Try putting print html
after you do your page.read()
. You may not be getting what you think you are, it sounds like you're receiving an error page rather than the file itself. I'm not sure if you're even handling the file correctly, you might find a better approach here: Download all the links(related documents) on a webpage using Python.
The zip file isn't 4KB, btw, it's ~87MB and contains a 784MB XML file, which you should be able to confirm by hitting that URL in a browser and downloading it. It may not be an infinite loop that's the problem, it's just taking a long time to load.

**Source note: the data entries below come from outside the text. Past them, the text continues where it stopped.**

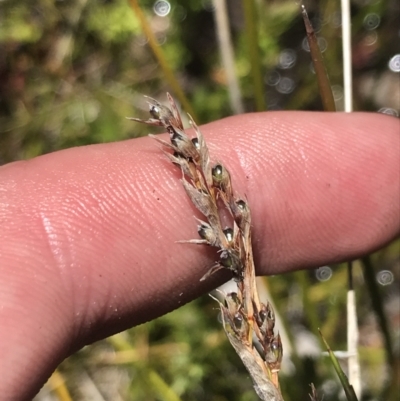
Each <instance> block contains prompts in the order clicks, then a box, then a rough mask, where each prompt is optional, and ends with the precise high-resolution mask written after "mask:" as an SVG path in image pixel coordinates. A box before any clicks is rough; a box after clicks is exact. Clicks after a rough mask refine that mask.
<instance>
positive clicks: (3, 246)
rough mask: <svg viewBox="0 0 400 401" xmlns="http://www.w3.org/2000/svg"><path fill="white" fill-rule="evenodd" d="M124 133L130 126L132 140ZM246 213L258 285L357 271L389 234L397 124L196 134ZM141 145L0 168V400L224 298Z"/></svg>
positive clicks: (267, 126) (245, 125)
mask: <svg viewBox="0 0 400 401" xmlns="http://www.w3.org/2000/svg"><path fill="white" fill-rule="evenodd" d="M133 129H134V128H133ZM202 131H203V133H204V134H205V137H206V140H207V142H208V146H209V148H210V152H211V156H212V158H214V160H216V159H217V160H220V161H222V162H223V163H224V164H225V166H226V167H227V168H228V169H229V170H230V172H231V175H232V181H233V186H234V190H235V191H236V193H237V194H240V195H245V196H246V197H247V199H248V200H249V204H250V207H251V209H252V216H253V244H254V250H255V260H256V265H257V266H258V267H259V270H258V272H259V273H260V274H269V273H282V272H286V271H289V270H293V269H301V268H312V267H317V266H321V265H324V264H328V263H334V262H339V261H344V260H349V259H354V258H357V257H359V256H361V255H363V254H365V253H368V252H371V251H373V250H375V249H378V248H379V247H382V246H383V245H384V244H385V243H387V242H388V241H390V240H391V239H393V238H394V237H395V236H396V234H398V232H399V219H400V211H399V209H400V207H399V199H400V189H399V188H400V184H399V169H398V168H399V165H400V160H399V155H400V152H399V149H400V135H399V121H398V120H397V119H394V118H391V117H387V116H384V115H379V114H366V113H356V114H341V113H338V114H329V113H301V112H277V113H276V112H275V113H274V112H270V113H259V114H247V115H243V116H237V117H232V118H228V119H224V120H221V121H217V122H215V123H212V124H209V125H206V126H204V127H202ZM158 147H159V146H158V144H157V143H156V142H155V141H154V140H152V139H150V138H140V139H135V140H132V141H126V142H119V143H113V144H103V145H94V146H88V147H81V148H74V149H68V150H64V151H60V152H56V153H53V154H48V155H45V156H42V157H38V158H36V159H33V160H29V161H22V162H17V163H11V164H9V165H5V166H3V167H1V168H0V227H1V230H0V337H1V339H0V355H1V364H0V377H1V382H0V394H2V395H3V397H4V399H7V400H10V401H11V400H21V399H30V398H31V397H32V396H33V395H34V394H35V393H36V392H37V391H38V390H39V388H40V386H41V385H42V384H43V383H44V381H45V380H46V379H47V378H48V376H49V375H50V374H51V372H52V371H53V370H54V369H55V367H56V366H57V365H58V364H59V363H60V362H61V361H62V360H63V358H65V357H66V356H68V355H69V354H71V353H73V352H74V351H76V350H78V349H79V348H80V347H82V346H83V345H85V344H88V343H90V342H93V341H95V340H98V339H100V338H103V337H105V336H108V335H111V334H113V333H116V332H118V331H121V330H123V329H126V328H128V327H130V326H132V325H136V324H139V323H142V322H144V321H146V320H149V319H153V318H155V317H157V316H160V315H162V314H164V313H166V312H168V311H171V310H173V309H175V308H177V307H179V306H180V305H182V304H184V303H186V302H188V301H190V300H192V299H194V298H195V297H197V296H198V295H200V294H202V293H204V292H206V291H209V290H210V289H211V288H214V287H215V286H217V285H218V284H221V283H222V282H223V281H224V280H226V279H227V278H228V277H229V274H228V273H221V274H220V273H217V274H215V275H213V276H212V277H210V278H209V279H207V280H206V281H205V282H199V279H200V278H201V277H202V276H203V275H204V273H205V272H206V271H207V270H208V269H209V267H210V266H212V264H213V261H214V258H215V254H214V253H213V252H212V249H209V248H206V247H199V246H194V245H182V244H178V243H176V241H177V240H182V239H190V238H197V232H196V221H195V220H194V218H193V215H194V214H195V211H194V208H193V206H192V205H191V203H190V200H189V199H188V197H187V196H186V194H185V193H184V190H183V188H182V186H181V184H180V182H179V178H180V177H181V174H180V172H179V171H178V169H177V168H176V167H174V166H173V165H171V163H169V161H168V160H166V158H165V157H164V156H163V154H162V152H161V151H160V150H159V149H158Z"/></svg>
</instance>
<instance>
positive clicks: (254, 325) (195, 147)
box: [129, 94, 282, 401]
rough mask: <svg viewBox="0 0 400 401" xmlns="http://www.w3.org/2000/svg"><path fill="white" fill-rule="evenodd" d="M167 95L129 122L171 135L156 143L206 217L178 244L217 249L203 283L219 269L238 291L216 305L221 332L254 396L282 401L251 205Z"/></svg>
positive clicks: (130, 117)
mask: <svg viewBox="0 0 400 401" xmlns="http://www.w3.org/2000/svg"><path fill="white" fill-rule="evenodd" d="M167 96H168V100H169V103H170V108H168V107H166V106H164V105H162V104H160V103H159V102H158V101H157V100H155V99H152V98H147V99H148V103H149V106H150V115H151V118H149V119H147V120H142V119H139V118H132V117H130V118H129V119H130V120H134V121H138V122H141V123H145V124H150V125H154V126H160V127H163V128H165V129H166V130H167V132H168V133H169V135H170V142H166V141H164V140H161V139H159V138H157V137H155V139H156V140H157V141H158V142H160V143H161V144H162V145H163V146H164V147H165V148H166V151H165V154H166V156H167V157H168V158H169V160H170V161H171V162H172V163H174V164H175V165H177V166H179V167H180V169H181V171H182V173H183V178H182V180H181V181H182V185H183V187H184V189H185V191H186V193H187V194H188V196H189V198H190V199H191V201H192V202H193V204H194V206H195V207H196V208H197V209H198V210H199V211H200V213H201V214H202V215H203V216H204V217H203V219H204V220H203V219H198V223H199V224H198V233H199V237H200V238H199V239H192V240H187V241H181V242H188V243H193V244H204V245H208V246H212V247H215V248H217V249H218V252H217V255H218V260H217V261H216V262H215V265H214V266H212V267H211V268H210V269H209V271H208V272H207V273H206V274H205V275H204V276H203V277H202V278H201V280H205V279H206V278H207V277H209V276H210V275H211V274H213V273H215V272H216V271H218V270H220V269H227V270H229V271H231V272H232V274H233V278H234V279H235V281H236V283H237V291H236V292H231V293H228V294H221V295H222V298H223V302H220V301H218V302H219V304H220V308H221V315H222V319H223V322H224V330H225V332H226V334H227V336H228V339H229V341H230V342H231V344H232V346H233V347H234V348H235V350H236V352H237V353H238V355H239V356H240V358H241V359H242V362H243V363H244V365H245V366H246V368H247V370H248V371H249V373H250V375H251V376H252V378H253V382H254V387H255V390H256V392H257V394H258V396H259V397H260V398H261V399H263V400H274V401H278V400H279V401H280V400H282V397H281V394H280V391H279V383H278V378H277V374H278V372H279V369H280V364H281V360H282V344H281V340H280V336H279V334H277V335H275V334H274V326H275V314H274V311H273V309H272V306H271V304H270V303H269V302H267V303H266V304H265V303H262V302H260V299H259V296H258V292H257V287H256V280H255V267H254V261H253V251H252V245H251V214H250V208H249V205H248V203H247V201H246V200H245V199H242V198H239V197H237V196H235V194H234V192H233V188H232V182H231V176H230V173H229V171H228V170H227V169H226V167H225V166H224V165H223V164H222V163H215V164H212V163H211V160H210V155H209V150H208V147H207V144H206V142H205V140H204V137H203V135H202V133H201V131H200V129H199V127H198V126H197V125H196V123H195V122H194V121H193V119H192V118H191V117H190V116H189V121H190V124H191V125H192V127H193V128H194V131H195V134H196V136H195V137H194V138H190V137H189V136H188V135H187V134H186V132H185V130H184V128H183V123H182V119H181V117H180V114H179V111H178V108H177V106H176V104H175V102H174V100H173V98H172V97H171V96H170V95H169V94H167ZM151 136H153V135H151ZM153 137H154V136H153ZM226 210H227V211H228V215H229V220H230V225H229V226H227V227H226V226H224V225H223V223H222V221H223V218H222V216H223V215H224V213H226Z"/></svg>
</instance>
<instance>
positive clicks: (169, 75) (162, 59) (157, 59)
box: [130, 0, 198, 121]
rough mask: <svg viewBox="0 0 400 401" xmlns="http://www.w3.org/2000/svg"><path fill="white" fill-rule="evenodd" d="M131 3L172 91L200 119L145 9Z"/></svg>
mask: <svg viewBox="0 0 400 401" xmlns="http://www.w3.org/2000/svg"><path fill="white" fill-rule="evenodd" d="M130 5H131V7H132V10H133V12H134V13H135V14H136V16H137V17H138V18H139V21H140V25H141V26H142V30H143V32H144V34H145V35H146V37H147V39H148V41H149V45H150V48H151V50H152V51H153V54H154V56H155V58H156V59H157V61H158V63H159V64H160V67H161V69H162V70H163V72H164V75H165V78H166V80H167V81H168V83H169V85H170V86H171V89H172V92H173V93H174V94H175V96H176V97H177V98H178V99H179V101H180V103H181V104H182V107H183V108H184V109H185V110H186V111H187V112H188V113H189V114H190V115H191V116H192V117H193V119H194V120H195V121H198V119H197V117H196V113H195V112H194V110H193V108H192V106H191V104H190V102H189V100H188V99H187V97H186V95H185V94H184V92H183V90H182V88H181V86H180V84H179V82H178V80H177V79H176V77H175V75H174V73H173V71H172V70H171V68H170V67H169V65H168V63H167V60H166V58H165V56H164V53H163V51H162V50H161V47H160V46H159V44H158V42H157V39H156V37H155V35H154V33H153V31H152V30H151V27H150V25H149V23H148V22H147V19H146V17H145V15H144V14H143V11H142V9H141V7H140V5H139V3H138V1H137V0H130Z"/></svg>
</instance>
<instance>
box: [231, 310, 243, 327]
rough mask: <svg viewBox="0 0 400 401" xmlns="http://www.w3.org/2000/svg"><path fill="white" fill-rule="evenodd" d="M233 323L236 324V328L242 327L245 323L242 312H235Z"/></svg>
mask: <svg viewBox="0 0 400 401" xmlns="http://www.w3.org/2000/svg"><path fill="white" fill-rule="evenodd" d="M233 323H234V324H235V327H236V329H238V330H239V329H241V328H242V325H243V316H242V314H241V313H239V312H238V313H235V316H234V317H233Z"/></svg>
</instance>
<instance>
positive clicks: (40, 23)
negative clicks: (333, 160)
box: [0, 0, 400, 401]
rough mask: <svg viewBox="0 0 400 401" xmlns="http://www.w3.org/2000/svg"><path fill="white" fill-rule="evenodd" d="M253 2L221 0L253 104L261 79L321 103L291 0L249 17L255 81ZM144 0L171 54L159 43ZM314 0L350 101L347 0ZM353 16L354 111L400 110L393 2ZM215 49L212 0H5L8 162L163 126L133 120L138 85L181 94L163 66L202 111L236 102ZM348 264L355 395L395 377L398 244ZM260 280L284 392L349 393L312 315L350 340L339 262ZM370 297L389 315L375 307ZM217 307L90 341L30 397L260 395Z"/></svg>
mask: <svg viewBox="0 0 400 401" xmlns="http://www.w3.org/2000/svg"><path fill="white" fill-rule="evenodd" d="M246 1H250V0H243V2H242V1H239V0H230V1H228V2H227V3H228V7H227V8H228V19H229V28H230V33H231V35H232V42H233V48H234V61H235V64H234V68H235V74H236V77H237V79H238V82H239V87H240V91H241V100H242V102H243V107H244V110H245V111H254V110H256V109H258V108H257V104H256V102H255V100H254V99H255V93H254V92H255V90H256V91H257V90H261V91H262V93H263V99H262V101H263V102H264V103H265V105H266V108H267V109H268V110H281V109H286V110H287V109H297V110H322V106H321V101H320V98H319V94H318V88H317V83H316V79H315V75H314V73H313V68H312V67H311V60H310V56H309V51H308V46H307V43H306V39H305V37H306V35H305V30H304V25H303V21H302V19H301V17H300V13H299V10H298V4H296V3H295V2H294V1H283V0H282V1H273V0H269V1H262V0H258V1H255V3H254V5H255V7H256V14H255V15H253V16H252V18H253V19H252V20H250V22H251V24H250V26H253V28H254V26H255V27H256V30H255V33H256V39H257V46H256V50H257V57H258V59H259V63H260V64H259V67H260V71H261V73H262V85H260V86H259V88H255V87H254V84H253V76H252V74H253V71H252V64H251V61H250V60H251V57H250V56H249V42H248V36H247V34H248V31H249V25H246V22H245V20H246V18H245V12H244V9H243V5H244V4H246ZM135 4H136V7H139V9H140V12H141V13H142V14H143V16H144V18H145V21H146V22H147V24H148V27H149V28H150V30H151V32H152V34H153V35H154V37H155V39H156V41H157V47H158V49H159V50H161V52H162V55H163V57H164V59H165V62H166V65H167V67H165V66H163V65H162V63H161V64H160V60H159V59H157V58H156V57H155V56H154V53H153V51H152V50H151V46H150V43H149V38H148V35H146V34H145V33H144V28H143V22H141V20H140V18H139V13H138V11H137V9H136V11H135V8H134V7H135ZM306 5H307V8H308V12H309V15H310V17H311V19H312V22H313V24H314V28H315V29H316V31H317V34H318V37H319V43H320V47H321V49H322V50H323V52H324V53H323V54H324V57H325V60H326V64H327V69H328V73H329V76H330V80H331V84H332V87H333V92H334V97H335V102H336V106H337V109H338V110H341V109H343V86H342V80H343V77H342V61H341V60H342V56H341V23H340V20H341V18H340V9H339V7H340V4H338V1H334V0H323V1H318V2H317V1H309V2H308V3H307V4H306ZM352 22H353V25H352V37H353V72H354V102H355V110H360V111H376V112H378V111H379V112H383V113H387V114H392V115H396V116H398V114H399V109H400V105H399V97H400V92H399V91H400V89H399V71H400V67H399V65H400V49H399V41H398V34H399V4H398V2H397V1H395V0H354V1H353V2H352ZM219 50H220V49H219V46H218V40H217V33H216V25H215V19H214V5H213V2H212V1H208V0H202V1H200V0H187V1H184V0H176V1H173V0H170V1H169V2H167V1H160V0H158V1H155V0H141V1H140V2H139V4H138V3H137V2H136V1H133V0H132V1H130V2H129V1H128V0H70V1H66V0H65V1H63V0H59V1H56V0H34V1H29V2H26V1H22V0H0V164H4V163H7V162H11V161H14V160H20V159H27V158H31V157H34V156H38V155H41V154H44V153H47V152H51V151H55V150H59V149H64V148H69V147H72V146H79V145H86V144H93V143H103V142H109V141H117V140H123V139H128V138H133V137H137V136H142V135H145V134H147V133H149V132H154V130H151V129H149V127H147V126H141V125H138V124H133V123H132V122H130V121H127V120H126V119H125V117H126V116H131V115H135V116H140V117H146V116H147V105H146V103H145V101H144V100H143V95H144V94H146V95H149V96H152V97H154V98H157V99H160V100H161V101H164V100H165V92H166V91H171V93H172V94H173V95H176V93H175V92H174V87H173V85H172V86H171V82H170V81H169V80H168V79H166V68H169V69H170V70H171V71H172V72H173V74H174V77H175V79H176V80H177V81H178V83H179V88H180V89H181V90H182V91H183V93H185V95H186V96H187V99H188V103H189V104H190V105H191V107H192V108H193V110H194V113H195V114H196V116H197V122H199V123H205V122H208V121H212V120H215V119H218V118H222V117H224V116H228V115H231V114H233V113H234V112H235V111H234V110H232V108H231V106H230V101H229V99H230V97H229V96H230V94H229V91H228V89H227V77H226V71H225V68H224V66H223V65H222V63H221V58H220V52H219ZM377 135H379V132H377ZM354 274H355V277H354V284H355V288H356V291H357V301H358V316H359V325H360V358H361V368H362V379H363V388H364V393H363V398H362V399H363V400H386V399H388V400H389V399H393V400H395V399H397V398H395V395H396V394H398V379H399V376H400V369H399V351H400V350H399V339H400V329H399V324H400V315H399V303H400V297H399V278H400V277H399V276H400V264H399V243H398V242H395V243H393V244H391V245H390V246H388V247H387V248H385V249H384V250H381V251H380V252H378V253H377V254H374V255H371V257H370V258H369V259H367V260H366V261H364V263H362V262H356V263H355V267H354ZM368 280H369V282H367V283H366V281H368ZM260 284H261V286H262V287H263V288H264V290H265V292H266V293H268V297H270V298H271V299H273V302H274V304H275V307H276V311H277V313H278V315H279V318H280V321H281V323H280V331H281V334H282V335H283V336H284V337H285V338H286V340H285V341H286V343H285V342H284V354H285V362H284V367H283V371H282V375H281V385H282V391H283V394H284V398H285V400H308V399H309V397H308V393H309V392H310V387H309V384H310V383H311V382H313V383H314V384H315V386H316V387H317V390H318V392H319V394H322V393H323V394H324V398H323V399H324V401H330V400H339V399H344V398H343V394H342V390H341V387H340V384H339V382H338V380H337V379H336V377H335V374H334V373H333V369H332V366H331V364H330V363H329V361H328V360H327V358H326V357H325V356H323V355H322V350H323V348H322V346H321V342H320V340H319V338H318V337H317V327H320V328H321V329H322V332H323V334H324V336H325V338H326V339H327V340H328V342H329V343H330V345H331V346H332V347H333V348H334V349H335V350H345V349H346V334H345V333H346V319H345V304H346V287H347V272H346V267H345V266H331V267H328V266H324V267H321V268H320V269H317V270H315V271H302V272H297V273H292V274H286V275H281V276H274V277H269V278H268V279H261V280H260ZM374 305H375V306H374ZM376 305H380V306H381V308H382V310H383V312H384V315H381V316H378V317H377V313H376V312H377V311H378V312H379V307H377V306H376ZM217 315H218V312H217V308H216V304H215V302H214V301H213V300H211V299H210V298H209V297H208V296H204V297H202V298H200V299H197V300H196V301H194V302H192V303H191V304H188V305H186V306H184V307H182V308H180V309H179V310H177V311H175V312H173V313H171V314H169V315H167V316H164V317H162V318H159V319H157V320H155V321H152V322H149V323H147V324H145V325H142V326H140V327H136V328H134V329H131V330H128V331H126V332H123V333H120V334H118V335H115V336H113V337H111V338H109V339H106V340H104V341H100V342H98V343H96V344H93V345H91V346H88V347H86V348H84V349H83V350H82V351H80V352H78V353H77V354H75V355H73V356H71V357H70V358H68V359H67V360H66V361H64V362H63V363H62V364H61V366H60V367H59V369H58V370H57V372H56V373H55V374H54V375H53V376H52V378H51V379H50V380H49V382H48V383H47V385H46V386H45V387H44V388H43V390H42V391H41V393H40V394H39V395H38V396H37V397H36V400H37V401H44V400H46V401H47V400H62V401H66V400H70V399H73V400H96V401H97V400H99V401H103V400H116V401H118V400H149V401H158V400H160V401H162V400H165V401H170V400H174V401H175V400H216V401H224V400H232V401H236V400H238V401H239V400H240V401H251V400H256V399H257V398H256V395H255V393H254V391H253V390H252V383H251V379H250V378H249V376H248V374H247V373H246V371H245V369H244V367H243V366H242V365H241V362H240V360H239V358H238V357H237V356H236V354H235V352H234V350H233V349H231V347H230V345H229V343H228V341H227V340H226V338H225V335H224V333H223V330H222V328H221V325H220V323H219V322H218V320H217ZM382 322H383V323H382ZM385 322H386V323H385ZM385 324H387V325H388V330H387V331H388V333H389V334H387V333H386V335H385ZM389 337H390V338H391V340H390V339H389ZM388 342H389V343H388Z"/></svg>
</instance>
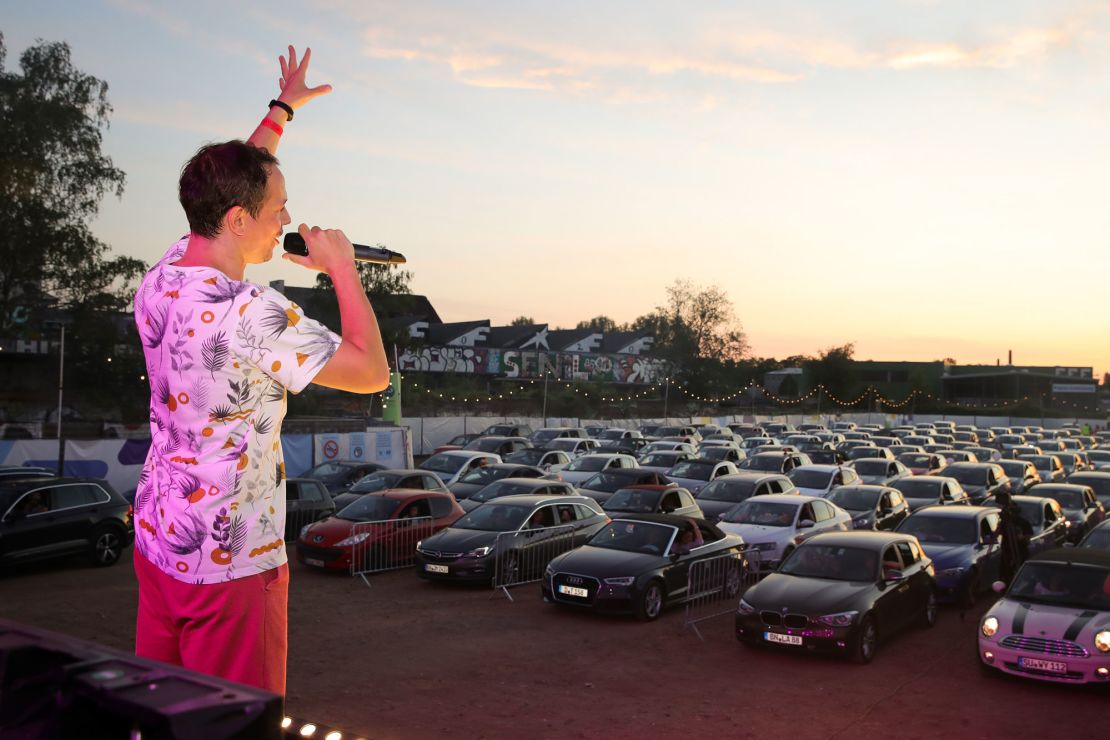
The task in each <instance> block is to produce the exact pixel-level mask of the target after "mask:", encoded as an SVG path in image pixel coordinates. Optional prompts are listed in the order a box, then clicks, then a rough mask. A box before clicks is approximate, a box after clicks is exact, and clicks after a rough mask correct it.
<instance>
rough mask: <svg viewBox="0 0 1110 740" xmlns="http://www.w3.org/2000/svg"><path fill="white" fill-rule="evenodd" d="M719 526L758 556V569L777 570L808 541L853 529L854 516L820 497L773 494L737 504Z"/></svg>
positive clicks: (749, 500) (757, 566)
mask: <svg viewBox="0 0 1110 740" xmlns="http://www.w3.org/2000/svg"><path fill="white" fill-rule="evenodd" d="M719 527H720V528H722V530H723V531H726V533H729V534H733V535H738V536H739V537H740V538H743V539H744V541H745V543H747V544H748V548H749V550H751V551H754V553H755V554H757V556H758V557H757V558H755V559H753V567H754V568H757V569H759V570H774V569H775V568H777V567H778V565H779V562H781V561H783V560H784V559H785V558H787V557H789V555H790V553H793V551H794V548H795V547H797V546H798V545H799V544H801V543H803V541H805V540H806V539H808V538H810V537H814V536H816V535H819V534H820V533H823V531H847V530H849V529H851V515H850V514H848V513H847V511H845V510H844V509H841V508H840V507H839V506H836V505H835V504H830V503H829V501H826V500H825V499H823V498H818V497H816V496H800V495H797V494H795V495H790V494H770V495H768V496H757V497H755V498H749V499H747V500H746V501H743V503H740V504H737V505H736V506H734V507H733V508H731V509H729V510H728V511H726V513H725V514H724V515H722V517H720V524H719ZM749 557H750V556H749Z"/></svg>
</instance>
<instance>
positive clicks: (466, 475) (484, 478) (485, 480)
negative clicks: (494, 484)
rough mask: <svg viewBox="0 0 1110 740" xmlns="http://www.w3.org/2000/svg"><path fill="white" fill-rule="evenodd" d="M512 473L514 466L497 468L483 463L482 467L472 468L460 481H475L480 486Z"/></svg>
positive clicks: (468, 481)
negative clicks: (510, 467)
mask: <svg viewBox="0 0 1110 740" xmlns="http://www.w3.org/2000/svg"><path fill="white" fill-rule="evenodd" d="M512 473H514V470H513V469H512V468H496V467H493V466H491V465H483V466H482V467H480V468H476V469H474V470H471V472H470V473H467V474H466V475H464V476H463V477H462V478H460V479H458V483H473V484H476V485H480V486H485V485H487V484H491V483H493V481H494V480H499V479H502V478H504V477H506V476H507V475H509V474H512Z"/></svg>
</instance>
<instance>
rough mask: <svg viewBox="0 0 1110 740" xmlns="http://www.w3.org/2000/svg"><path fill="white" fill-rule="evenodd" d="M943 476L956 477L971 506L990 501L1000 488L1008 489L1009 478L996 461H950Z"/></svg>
mask: <svg viewBox="0 0 1110 740" xmlns="http://www.w3.org/2000/svg"><path fill="white" fill-rule="evenodd" d="M945 477H947V478H956V479H957V480H959V481H960V486H962V487H963V490H965V491H967V495H968V498H969V499H971V504H972V505H973V506H979V505H980V504H982V503H983V501H990V500H991V499H992V497H993V496H995V494H997V493H999V491H1000V490H1005V491H1009V493H1012V491H1010V478H1009V476H1007V475H1006V470H1003V469H1002V466H1001V465H999V464H998V463H952V464H951V465H949V466H948V467H946V468H945Z"/></svg>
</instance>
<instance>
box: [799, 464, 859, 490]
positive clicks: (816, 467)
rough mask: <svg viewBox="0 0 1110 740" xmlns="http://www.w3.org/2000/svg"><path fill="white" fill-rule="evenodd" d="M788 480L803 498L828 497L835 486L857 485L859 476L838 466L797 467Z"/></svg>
mask: <svg viewBox="0 0 1110 740" xmlns="http://www.w3.org/2000/svg"><path fill="white" fill-rule="evenodd" d="M789 476H790V480H793V481H794V485H795V486H796V487H797V488H798V493H799V494H801V495H803V496H821V497H825V496H828V495H829V493H830V491H831V490H833V489H834V488H836V487H837V486H851V485H855V484H858V483H859V475H857V474H856V472H855V470H854V469H851V468H850V467H845V466H840V465H799V466H798V467H796V468H794V469H793V470H790V473H789Z"/></svg>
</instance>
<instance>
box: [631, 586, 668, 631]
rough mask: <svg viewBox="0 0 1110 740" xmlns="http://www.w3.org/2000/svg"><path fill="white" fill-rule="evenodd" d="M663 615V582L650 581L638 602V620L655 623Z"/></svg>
mask: <svg viewBox="0 0 1110 740" xmlns="http://www.w3.org/2000/svg"><path fill="white" fill-rule="evenodd" d="M660 614H663V582H662V581H659V580H652V581H648V584H647V586H645V587H644V590H643V591H640V595H639V598H638V599H637V600H636V619H639V620H640V621H654V620H655V619H657V618H658V616H659V615H660Z"/></svg>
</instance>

You're also trying to pass the data in as HTML when it's zip-archived XML. If (once you actually have the file) you store the response data in a StringIO
, you'll be able to unzip it in memory (as outlined here). You will then need to explicitly tell BeautifulSoup
that you're passing it XML.
soup = BeautifulSoup(html, 'xml')
This will require you to install lxml, but that will work out to your advantage, as it's possibly the fastest XML parser under Python.
One last thing:
mech.set_handle_robots(False)
url = "http://storage.googleapis.com/patents/retro/2011/ad20111231-02.zip"
I was under the impression Google set up their robots.txt
to disallow scraping as much as possible. If you're still unable to even download a copy of the file, I'd recommend trying Selenium
; it's a lot like mechanize
but controls actual browsers, like Chrome & Firefox, so it will be a legitimate browser request.